For every domain with NAT64 SRV record the end node SHOULD perform
query for DNS64 SRV record. If such a record is obtained and the end
node is not configured to make DNS64 synthesis itself, the end node
SHOULD use preferred target of DNS64 SRV record to query for FQDN
without AAAA record - when it received NODATA response.
If the end node is capable of validation of DNS records via DNSSEC,
the end node MUST perform validation of NAT64/DNS64 SRV record.
Default behavior of end node SHOULD be to ignore any NAT64/DNS64 SRV
records which cannot be validated or did not pass the validation.
Martin Hunek Expires September 11, 2019 [Page 4]
INTERNET-DRAFT NAT64/DNS64 detection via SRV Records March, 2019
5.1. Example
The end node is a home router connected to the ISP network in which
the NAT64/DNS64 is used and the ISP has the following SRV records
in their zones:
- nat64.ipv6.example.com. IN SRV 5 10 9632 nat64-pool-1.example.com.
- nat64-pool-1.example.com. IN AAAA 2001:db8:64:ff9b:1::c000:aa
- nat64-pool-1.example.com. IN A 192.0.2.64
- nat64.ipv6.example.com.
IN SRV 10 10 9632 nat64-pool-2.example.com.
- nat64-pool-2.example.com. IN AAAA 2001:db8:64:ff9b:2::c000:aa
- nat64-pool-2.example.com. IN A 192.0.2.164
- nat64.ipv6.example.net. IN SRV 10 10 9624 nat64-pool.example.net.
- nat64-pool.example.net. IN AAAA 2001:db8:64:ff9b:abc::c000:aa
- nat64-pool.example.net. IN A 198.51.100.0
- nat64.ipv6.example.invalid.
IN SRV 10 10 9624 nat64-pool.example.org.
- nat64-pool.example.org. IN AAAA 2001:db8:64:ff9b:def::c000:aa
- nat64-pool.example.org. IN A 203.0.113.0
In addition the zones "example.net" and "example.invalid" has got
DNS64 SRV records:
- dns64.tcp.example.net. IN SRV 5 10 53 dns64.example.net.
- dns64.udp.example.net. IN SRV 10 10 53 dns64.example.net.
- dns64.example.net. IN AAAA 2001:db8::53
- dns64.udp.example.invalid. IN SRV 10 10 53 dns64.example.org.
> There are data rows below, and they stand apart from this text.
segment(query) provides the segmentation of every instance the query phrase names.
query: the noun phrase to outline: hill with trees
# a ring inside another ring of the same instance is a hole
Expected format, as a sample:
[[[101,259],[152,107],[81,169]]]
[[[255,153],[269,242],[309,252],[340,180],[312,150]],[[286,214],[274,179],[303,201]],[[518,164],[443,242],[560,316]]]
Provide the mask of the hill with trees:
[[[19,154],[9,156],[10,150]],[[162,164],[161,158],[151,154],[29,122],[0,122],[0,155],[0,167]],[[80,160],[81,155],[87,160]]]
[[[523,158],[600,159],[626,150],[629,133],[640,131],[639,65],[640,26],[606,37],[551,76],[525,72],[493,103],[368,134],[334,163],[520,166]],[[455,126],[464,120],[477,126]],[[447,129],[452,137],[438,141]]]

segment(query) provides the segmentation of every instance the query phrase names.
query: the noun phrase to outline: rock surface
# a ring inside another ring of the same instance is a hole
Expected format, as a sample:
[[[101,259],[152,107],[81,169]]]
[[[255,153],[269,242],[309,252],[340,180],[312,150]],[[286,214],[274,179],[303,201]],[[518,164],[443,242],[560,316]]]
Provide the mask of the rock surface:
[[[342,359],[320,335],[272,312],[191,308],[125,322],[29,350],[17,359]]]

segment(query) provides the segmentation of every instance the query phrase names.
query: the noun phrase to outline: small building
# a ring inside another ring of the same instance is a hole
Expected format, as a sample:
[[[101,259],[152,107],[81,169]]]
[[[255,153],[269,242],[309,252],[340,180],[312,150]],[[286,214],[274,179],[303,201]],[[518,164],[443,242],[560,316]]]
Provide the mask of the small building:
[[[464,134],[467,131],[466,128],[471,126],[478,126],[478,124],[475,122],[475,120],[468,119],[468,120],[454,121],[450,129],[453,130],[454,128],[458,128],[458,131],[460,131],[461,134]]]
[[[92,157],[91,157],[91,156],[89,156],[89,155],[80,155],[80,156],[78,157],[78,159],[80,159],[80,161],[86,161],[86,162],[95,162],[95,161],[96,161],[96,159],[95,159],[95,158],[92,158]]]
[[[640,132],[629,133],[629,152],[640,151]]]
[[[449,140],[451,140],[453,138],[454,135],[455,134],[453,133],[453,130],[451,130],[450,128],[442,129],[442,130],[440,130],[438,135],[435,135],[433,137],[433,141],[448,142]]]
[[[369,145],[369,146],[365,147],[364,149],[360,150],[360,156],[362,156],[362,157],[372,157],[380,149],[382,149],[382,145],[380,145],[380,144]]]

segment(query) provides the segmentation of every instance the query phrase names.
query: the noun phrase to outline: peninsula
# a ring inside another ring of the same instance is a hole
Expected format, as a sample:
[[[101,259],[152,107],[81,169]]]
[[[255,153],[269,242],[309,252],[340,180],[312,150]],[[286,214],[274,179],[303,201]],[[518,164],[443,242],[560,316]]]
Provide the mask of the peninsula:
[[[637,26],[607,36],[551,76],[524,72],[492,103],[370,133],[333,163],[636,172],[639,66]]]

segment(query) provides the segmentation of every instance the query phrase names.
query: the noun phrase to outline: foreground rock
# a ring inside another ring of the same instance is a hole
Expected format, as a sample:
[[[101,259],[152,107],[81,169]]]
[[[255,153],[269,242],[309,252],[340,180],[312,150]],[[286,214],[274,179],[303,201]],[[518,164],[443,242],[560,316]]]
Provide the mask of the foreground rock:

- dns64.example.org. IN AAAA 2001:db8:123::53
The zones "example.com" and "example.net" are secured and
successfully validated by the DNSSEC. Domain "example.invalid" is
either not secured by the DNSSEC or its validation failed. Domain
"example.org" is DNSSEC secured but does not have any NAT64/DNS64
SRV records.
The end node has been supplied with the following list of domains
via SLAAC-DNSSL:
1. example.net
2. example.invalid
3. example.com
4. example.org
The end node would fetch all available SRV records and its A and
AAAA counterparts and sort it in following order:
pool DNSSEC priority reason
nat64-pool-1.example.com. yes 5 lowest priority field
nat64-pool.example.net. yes 10 discovered first
nat64-pool-2.example.com. yes 10 higher priority field
nat64-pool.example.org. no 10 no valid DNSSEC chain
Martin Hunek Expires September 11, 2019 [Page 5]
INTERNET-DRAFT NAT64/DNS64 detection via SRV Records March, 2019
After sorting, the end node SHOULD graylist any record which cannot
be validated by the DNSSEC. In this example it would be
"nat64-pool.example.org." because it has been obtained from insecure
domain "example.invalid". A such pool SHOULD NOT be used if it is
not confirmed by other DNSSEC secured record.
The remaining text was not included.